To solve the above problems suggested is a technique for shifting phase by 90 degrees without the PLL circuit 120. FIG. 18 is a circuit diagram illustrating a constitution of a 90-degree phase shifter 201 used instead of the 90-degree phase shifter 200 of FIG. 16. The 90-degree phase shifter 201 has a constitution where the VCO circuit 122 is omitted and the phase comparator 121 is replaced by a phase detection circuit 100 in the 90-degree phase shifter 200. In short, the 90-degree phase shifter 201 is a DLL (Delay-Locked Loop) circuit.
FIG. 19 is a circuit diagram illustrating a configuration of the 90-degree phase detection circuit 100. The 90-degree phase detection circuit 100 comprises an EXOR circuit 10a and a charging pump circuit 11. Exclusive OR of the clocks S1 and S2 obtained by the EXOR circuit 10a is converted into a UP/DOWN signal S3 in a form of current. To supply the UP/DOWN signal S3, the charging pump circuit 11 is provided with current sources whose current amounts depend on bias signals.

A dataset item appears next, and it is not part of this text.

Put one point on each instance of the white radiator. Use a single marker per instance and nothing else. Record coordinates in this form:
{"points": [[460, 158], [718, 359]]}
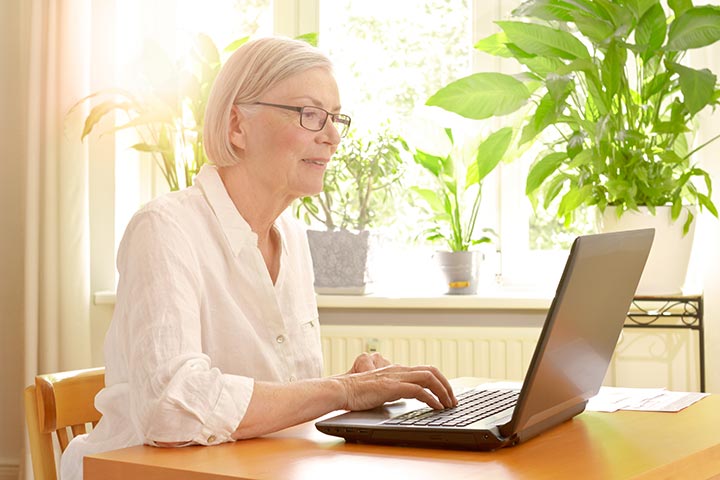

The UP/DOWN signal S3 is given to a low-pass filter 2 where its current amount is integrated and converted into a DC voltage signal as the delay adjustment signal S4 to be transferred to the delay stage 5. The delay adjustment signal S4 makes a feed-back to cause a delay for obtaining the clock S2 from the clock S1.
In the EXOR circuit 10a, however, the clock S1 is transferred to the charging pump circuit 11 through a transfer gate or a NOT circuit while the clock S2 is applied only to a gate for controlling ON/OFF of the transfer gate. Thus, the clocks S1 and S2 receive different input loads in the EXOR circuit 10a. Therefore, there arises a problem of phase shift of the clock S2, where the clock S2 is balanced being further shifted from the 90-degree-shifted phase relative to the clock S1 (this phase shift is referred to as "phase offset" hereinafter).
A suggestion to solve this problem is to use an EXOR circuit 10b having a configuration shown in FIG. 20 instead of the EXOR circuit 10a. Though this configuration gives the same input load to the clocks S1 and S2, it requires more transistors for a compound gate and therefore causes another problem of enlargement in circuit scale.